In the present, the Blackhawks are rebuilding (read as, “not particularly good at hockey compared to other NHL teams”) so I’ve finally been experiencing what that therapist was hoping I would learn. I’m still emotionally invested, and superstitious, but I’m able to enjoy the game for what it is, celebrate small things, and find reason to hope even when things are obviously not going well. That resilience is serving me well these days as we all try to figure out what to do while the world is reinvented on the fly, and I’m sure everyone reading can see and apply that value. What I really want to share though is this; unrealistic expectations are sometimes pretty great.

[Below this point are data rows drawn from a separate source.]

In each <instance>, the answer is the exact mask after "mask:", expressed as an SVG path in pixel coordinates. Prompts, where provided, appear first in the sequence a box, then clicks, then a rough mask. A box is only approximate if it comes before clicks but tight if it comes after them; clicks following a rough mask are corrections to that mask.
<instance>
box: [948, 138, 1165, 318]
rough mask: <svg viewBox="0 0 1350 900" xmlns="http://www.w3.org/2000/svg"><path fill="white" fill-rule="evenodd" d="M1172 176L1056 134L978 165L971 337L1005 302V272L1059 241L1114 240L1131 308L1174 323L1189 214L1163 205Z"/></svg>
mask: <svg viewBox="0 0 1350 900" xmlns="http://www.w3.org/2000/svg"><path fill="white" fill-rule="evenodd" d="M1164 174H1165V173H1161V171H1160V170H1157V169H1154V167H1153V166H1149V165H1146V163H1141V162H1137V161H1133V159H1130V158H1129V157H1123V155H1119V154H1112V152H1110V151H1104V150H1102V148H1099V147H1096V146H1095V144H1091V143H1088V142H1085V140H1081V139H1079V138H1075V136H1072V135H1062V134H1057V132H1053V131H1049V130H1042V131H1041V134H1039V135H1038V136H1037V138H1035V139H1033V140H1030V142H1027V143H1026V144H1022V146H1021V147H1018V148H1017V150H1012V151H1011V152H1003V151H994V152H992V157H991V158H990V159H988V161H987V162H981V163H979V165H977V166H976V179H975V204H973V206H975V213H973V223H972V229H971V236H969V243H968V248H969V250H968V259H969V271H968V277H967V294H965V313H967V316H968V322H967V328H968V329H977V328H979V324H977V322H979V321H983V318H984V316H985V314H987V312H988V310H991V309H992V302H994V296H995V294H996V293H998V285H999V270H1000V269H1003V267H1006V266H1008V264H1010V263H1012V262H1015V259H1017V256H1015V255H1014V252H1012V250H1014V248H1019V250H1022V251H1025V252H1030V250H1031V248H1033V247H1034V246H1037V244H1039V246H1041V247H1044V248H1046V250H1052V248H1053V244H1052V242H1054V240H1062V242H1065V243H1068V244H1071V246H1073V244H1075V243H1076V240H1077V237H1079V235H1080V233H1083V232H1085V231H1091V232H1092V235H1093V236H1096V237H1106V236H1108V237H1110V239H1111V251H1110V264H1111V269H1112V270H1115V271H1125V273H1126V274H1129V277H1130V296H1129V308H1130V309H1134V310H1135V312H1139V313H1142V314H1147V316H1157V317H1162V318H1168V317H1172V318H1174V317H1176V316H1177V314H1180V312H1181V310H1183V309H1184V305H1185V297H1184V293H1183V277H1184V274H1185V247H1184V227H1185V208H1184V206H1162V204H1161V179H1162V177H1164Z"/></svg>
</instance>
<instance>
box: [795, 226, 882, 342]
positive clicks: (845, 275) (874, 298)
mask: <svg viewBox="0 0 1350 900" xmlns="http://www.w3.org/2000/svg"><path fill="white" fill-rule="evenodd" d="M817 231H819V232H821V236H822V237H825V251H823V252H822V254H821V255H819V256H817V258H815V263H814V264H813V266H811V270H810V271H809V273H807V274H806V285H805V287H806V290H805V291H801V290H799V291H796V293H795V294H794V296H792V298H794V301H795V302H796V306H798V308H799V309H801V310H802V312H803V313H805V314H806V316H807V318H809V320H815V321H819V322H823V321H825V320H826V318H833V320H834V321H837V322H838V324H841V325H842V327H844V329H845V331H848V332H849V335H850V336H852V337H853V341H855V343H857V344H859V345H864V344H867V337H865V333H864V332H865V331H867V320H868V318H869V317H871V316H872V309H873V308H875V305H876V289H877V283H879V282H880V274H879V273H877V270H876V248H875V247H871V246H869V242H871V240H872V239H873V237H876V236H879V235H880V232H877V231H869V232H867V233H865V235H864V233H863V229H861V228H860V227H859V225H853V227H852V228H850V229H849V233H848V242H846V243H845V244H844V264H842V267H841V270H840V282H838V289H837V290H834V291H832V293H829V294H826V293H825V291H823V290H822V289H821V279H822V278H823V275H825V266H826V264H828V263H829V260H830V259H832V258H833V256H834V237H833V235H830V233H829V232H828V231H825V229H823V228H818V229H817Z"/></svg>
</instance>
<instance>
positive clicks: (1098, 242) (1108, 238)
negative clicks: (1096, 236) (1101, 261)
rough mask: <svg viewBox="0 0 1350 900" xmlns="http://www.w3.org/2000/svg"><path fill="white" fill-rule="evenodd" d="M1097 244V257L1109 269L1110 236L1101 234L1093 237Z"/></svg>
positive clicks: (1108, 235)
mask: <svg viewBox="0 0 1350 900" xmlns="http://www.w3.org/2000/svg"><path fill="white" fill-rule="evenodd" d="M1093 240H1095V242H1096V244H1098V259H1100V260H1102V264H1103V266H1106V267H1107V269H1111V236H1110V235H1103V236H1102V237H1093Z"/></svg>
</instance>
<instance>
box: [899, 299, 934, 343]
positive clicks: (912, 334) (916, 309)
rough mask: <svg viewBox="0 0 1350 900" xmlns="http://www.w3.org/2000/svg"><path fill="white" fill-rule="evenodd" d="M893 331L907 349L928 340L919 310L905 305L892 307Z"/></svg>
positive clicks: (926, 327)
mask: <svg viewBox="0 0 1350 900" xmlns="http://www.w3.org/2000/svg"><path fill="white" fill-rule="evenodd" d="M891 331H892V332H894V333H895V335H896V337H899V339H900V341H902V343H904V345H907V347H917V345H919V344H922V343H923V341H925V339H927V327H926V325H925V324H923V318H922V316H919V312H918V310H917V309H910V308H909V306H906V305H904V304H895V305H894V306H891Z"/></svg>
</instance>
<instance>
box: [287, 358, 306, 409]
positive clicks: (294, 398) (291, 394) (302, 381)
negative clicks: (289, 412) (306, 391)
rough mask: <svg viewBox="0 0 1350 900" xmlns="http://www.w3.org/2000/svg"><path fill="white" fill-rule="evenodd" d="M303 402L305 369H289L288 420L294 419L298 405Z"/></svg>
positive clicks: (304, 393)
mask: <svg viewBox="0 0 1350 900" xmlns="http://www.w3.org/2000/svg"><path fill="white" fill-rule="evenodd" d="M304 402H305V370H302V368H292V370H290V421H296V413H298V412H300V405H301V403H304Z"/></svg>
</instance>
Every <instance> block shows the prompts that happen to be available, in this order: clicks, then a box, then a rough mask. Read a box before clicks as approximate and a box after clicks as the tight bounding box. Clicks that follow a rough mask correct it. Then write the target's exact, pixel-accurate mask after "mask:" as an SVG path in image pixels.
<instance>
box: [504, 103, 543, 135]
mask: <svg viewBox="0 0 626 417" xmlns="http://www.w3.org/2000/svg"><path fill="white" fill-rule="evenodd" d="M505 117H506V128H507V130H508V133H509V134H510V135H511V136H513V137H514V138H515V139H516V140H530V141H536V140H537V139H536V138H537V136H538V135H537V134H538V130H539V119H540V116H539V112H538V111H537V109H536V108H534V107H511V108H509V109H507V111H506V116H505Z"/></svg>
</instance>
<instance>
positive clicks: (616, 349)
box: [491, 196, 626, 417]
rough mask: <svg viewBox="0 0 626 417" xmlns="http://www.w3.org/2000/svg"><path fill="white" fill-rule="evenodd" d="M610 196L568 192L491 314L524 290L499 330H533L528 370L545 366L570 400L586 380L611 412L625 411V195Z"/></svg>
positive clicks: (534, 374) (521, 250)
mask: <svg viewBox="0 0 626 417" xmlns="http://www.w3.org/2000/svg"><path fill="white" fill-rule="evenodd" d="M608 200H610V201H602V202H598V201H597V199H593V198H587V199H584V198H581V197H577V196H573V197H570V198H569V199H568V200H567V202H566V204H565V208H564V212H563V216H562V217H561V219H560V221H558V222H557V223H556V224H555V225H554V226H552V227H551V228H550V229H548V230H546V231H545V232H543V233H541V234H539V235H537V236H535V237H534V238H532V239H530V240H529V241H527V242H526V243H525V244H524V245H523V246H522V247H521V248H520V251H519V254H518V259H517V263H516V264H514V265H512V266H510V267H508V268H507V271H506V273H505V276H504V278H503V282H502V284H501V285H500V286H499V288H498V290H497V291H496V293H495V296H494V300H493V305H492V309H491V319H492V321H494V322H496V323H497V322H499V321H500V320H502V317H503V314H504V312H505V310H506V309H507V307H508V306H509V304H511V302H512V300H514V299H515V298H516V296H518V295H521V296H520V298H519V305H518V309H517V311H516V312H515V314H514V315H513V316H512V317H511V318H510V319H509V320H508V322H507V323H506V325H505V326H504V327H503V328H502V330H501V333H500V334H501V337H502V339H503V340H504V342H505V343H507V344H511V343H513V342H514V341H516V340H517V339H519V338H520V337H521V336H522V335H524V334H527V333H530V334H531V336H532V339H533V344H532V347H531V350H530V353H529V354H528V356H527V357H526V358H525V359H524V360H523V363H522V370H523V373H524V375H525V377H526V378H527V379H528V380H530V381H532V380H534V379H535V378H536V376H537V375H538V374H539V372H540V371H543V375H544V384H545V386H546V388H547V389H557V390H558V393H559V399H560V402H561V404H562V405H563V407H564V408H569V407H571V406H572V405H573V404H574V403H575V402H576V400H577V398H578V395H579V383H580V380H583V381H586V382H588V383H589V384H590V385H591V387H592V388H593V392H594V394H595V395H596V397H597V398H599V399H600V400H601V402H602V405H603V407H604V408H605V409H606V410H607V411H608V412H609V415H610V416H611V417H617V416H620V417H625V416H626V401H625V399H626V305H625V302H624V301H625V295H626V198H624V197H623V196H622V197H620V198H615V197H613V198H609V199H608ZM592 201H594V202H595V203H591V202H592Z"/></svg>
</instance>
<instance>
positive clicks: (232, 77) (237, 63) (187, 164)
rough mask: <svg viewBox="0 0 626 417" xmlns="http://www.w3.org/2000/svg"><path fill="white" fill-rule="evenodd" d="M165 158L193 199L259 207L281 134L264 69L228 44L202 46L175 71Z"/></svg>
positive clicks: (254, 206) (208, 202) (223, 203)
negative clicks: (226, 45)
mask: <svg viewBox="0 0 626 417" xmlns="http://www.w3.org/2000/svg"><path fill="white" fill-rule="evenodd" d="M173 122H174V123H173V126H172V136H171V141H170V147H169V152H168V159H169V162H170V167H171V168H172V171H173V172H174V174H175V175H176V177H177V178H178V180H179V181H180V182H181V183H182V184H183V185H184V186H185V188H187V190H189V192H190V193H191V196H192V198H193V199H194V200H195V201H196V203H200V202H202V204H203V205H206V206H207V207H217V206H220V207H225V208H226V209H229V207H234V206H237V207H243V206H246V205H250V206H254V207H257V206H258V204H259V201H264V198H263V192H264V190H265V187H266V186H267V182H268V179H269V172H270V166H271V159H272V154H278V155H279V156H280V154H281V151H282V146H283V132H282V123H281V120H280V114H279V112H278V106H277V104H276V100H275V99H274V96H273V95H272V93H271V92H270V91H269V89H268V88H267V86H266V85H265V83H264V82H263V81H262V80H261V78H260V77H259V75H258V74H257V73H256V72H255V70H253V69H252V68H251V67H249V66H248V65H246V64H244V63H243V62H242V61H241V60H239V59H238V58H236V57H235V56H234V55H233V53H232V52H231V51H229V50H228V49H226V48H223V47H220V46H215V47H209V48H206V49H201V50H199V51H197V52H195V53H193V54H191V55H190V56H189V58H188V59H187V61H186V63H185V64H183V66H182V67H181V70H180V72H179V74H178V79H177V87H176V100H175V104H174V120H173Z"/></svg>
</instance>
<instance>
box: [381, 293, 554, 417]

You don’t need to do anything stupid or unsafe, and this should never be an excuse for a crappy plan or just lacking one entirely. But if the risk is disappointment, or emotional pain when you’re already down, or it simply looks like things are going to happen a certain way due to things you can’t control? Try anyways. I’m glad I’m learning to accept a lack of control, and to just enjoy things for what they are, but I’m more glad that I learned to hope for the best along the way. In the words of Wayne Gretzky, “You miss 100% of the shots you don’t take”.

Chart O' The Month

Folks' SongMedium Ensemble
00:00 / 10:00

“Folks’ Song” is one of my favorite charts to listen to and play, so as I’m getting the itch to go make music with people again this chart has popped in my consciousness quite a bit. There is a version for standard big band but it’s one of a handful of charts where I really feel like the music lives in the Medium Ensemble setting and this is one of the better recordings we’ve gotten over the years.

Musically it started like a lot of my charts do with some rather liberal borrowing. The four-note figure that starts the piece comes from “Battle Cry” by Ryan Kisor, one of the first songs I ever arranged for big band and written by one of my favorite jazz trumpet players. I turned it into a piano montuno, inverted the notes for the left hand, and the rest of the song developed on its own. The title comes partly from my love of Cuban folk music and in particular its simplicity and joy, but mostly just from my love of my folks. My family has always been there, and always supported me, and just generically been good examples of who I want to be when I finally decide to grow up. It’s part thank you, and part celebration, but mostly it’s just fun and comforting and a small attempt at representing emotionally how my folks make me feel.

Epidendrum 'Pacific Sunset' x 'Pink Rabbit'.JPG

Look, Nature!

This is a Leucocoryne coquimbensis, and it would be difficult for me to know less about this flower other than that my wife labeled the picture as "Leucocoryne coquimbensis" and I think it's pretty.